Yaklaşık 30 milyon Türk’ün yaşadığı, kurdukları devletler ile “uygar” lık kavramının türemesine yol açan Uygur Türkleri’nin ve bütün Türklerin vatanı olan Doğu Türkistan, Türk Dünyası’nın en sancılı bölgesi. Çin devleti, bölgede uzun yıllar nükleer denemeler yaptı ve Türk çocuklarının sakat doğmasına yol açtı. Yine hamile Türk kadınlarının çocuk doğurmaması için vakumla cenin alma yöntemi uyguladı. Bunlar yetmezmiş gibi bölgeye Çinli nüfus yerleştirerek Türkleri kendi vatanlarında azınlık durumuna düşürmeye kalkıştı. Doğu Türkistanlı aydınlar, Çin tarafından, dünyaya aşırı İslamcı, El Kaideci gibi tanıtılmaya başlandı, bütün Doğu Türkistan kuruluşları uluslararası terörist ilan edildi. 2004 yılı sonunda Doğu Türkistan’da bütün okullarda Türk dili yasaklandı.Orta Asya’daki Türk devletlerinden hiçbiri kendilerine sığınan Doğu Türkistanlılara yardım etmediği gibi Çin’in gücünü dikkate alarak onlara baskıda bile bulundu ve idam edileceklerini bile bile bazı aydınları Çin’e iade etti. Bugüne kadar 200 binden fazla Doğu Türkistanlı genç idam edildi. Komünist dönemden bugüne kadar toplam 600 bin Türk katledildi ama kimse bu soykırımdan bahsetmiyor.
* * *
Türkiye’de Doğu Türkistan konusunda milliyetçiler arasında güçlü bir bilinç vardı. Çin ile silah teknolojisi konusunda sürdürülen görüşmeler yüzünden Türkiye’de bu bilinç sahipleri baskı altına alındı. Hatta, Doğu Türkistan meselesini Türk kamuoyuna duyuran MHP’de bile bir bilinç kaybı yaşandı. MHP’nin iktidar ortağı olduğu dönemde, Doğu Türkistan’da Türklere zulmedilirken, Çin Devlet Başkanı Zemin’e Türkiye adına madalya verilmesi yüzünden partide büyük sorunlar çıkmıştır.
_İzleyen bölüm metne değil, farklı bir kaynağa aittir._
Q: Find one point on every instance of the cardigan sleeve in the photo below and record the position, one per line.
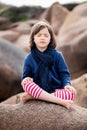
(63, 70)
(26, 68)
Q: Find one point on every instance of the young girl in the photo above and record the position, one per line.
(45, 73)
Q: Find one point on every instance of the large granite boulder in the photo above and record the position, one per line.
(39, 115)
(72, 40)
(81, 86)
(11, 65)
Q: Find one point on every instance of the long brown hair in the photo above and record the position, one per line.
(39, 26)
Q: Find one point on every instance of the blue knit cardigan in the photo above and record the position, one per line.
(59, 75)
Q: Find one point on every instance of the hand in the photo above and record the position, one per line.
(26, 80)
(72, 89)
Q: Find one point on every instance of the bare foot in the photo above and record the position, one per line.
(25, 97)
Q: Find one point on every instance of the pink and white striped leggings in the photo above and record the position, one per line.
(34, 90)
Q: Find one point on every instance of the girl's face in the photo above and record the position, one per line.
(42, 39)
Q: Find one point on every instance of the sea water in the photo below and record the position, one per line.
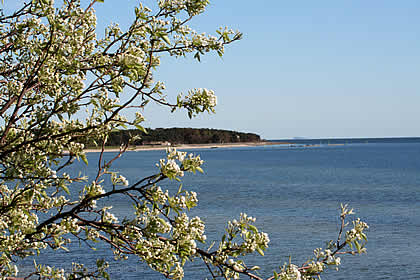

Çin’de bu politikalar uygulanırken 2003 yılında AKP Genel Başkanı Recep Tayyip Erdoğan, Çin gezisinde Başbakan Zhu Rongji’ye “Türkiye olarak, mevcut bir politikamız var: Tek Çin anlayışını destekliyoruz. Çin’in toprak bütünlüğü konusunda Türkiye’nin herhangi bir tereddütü yok, saygısı var” dedi. Erdoğan, sanki Türkiye toprakları şahsi malıymış gibi Çinliler’e Türkiye’de istedikleri yerde tahsis edilecek bir toprakta serbest ekonomik bir Çin kenti kurmalarını önerdi!Türkiye’deki bu zafiyet yüzünden ABD konuya el attı ve Çin’i sıkıştırmak için “Sürgündeki Doğu Türkistan hükümeti” nin kurulmasını sağladı. Amerika’nın hedefi, Çin’de de turuncu devrim yapmak, bu hedef için Türkleri ayaklandırmak olabilir ama Çin de Türkleri ezerek kendi bindiği dalı kesiyor.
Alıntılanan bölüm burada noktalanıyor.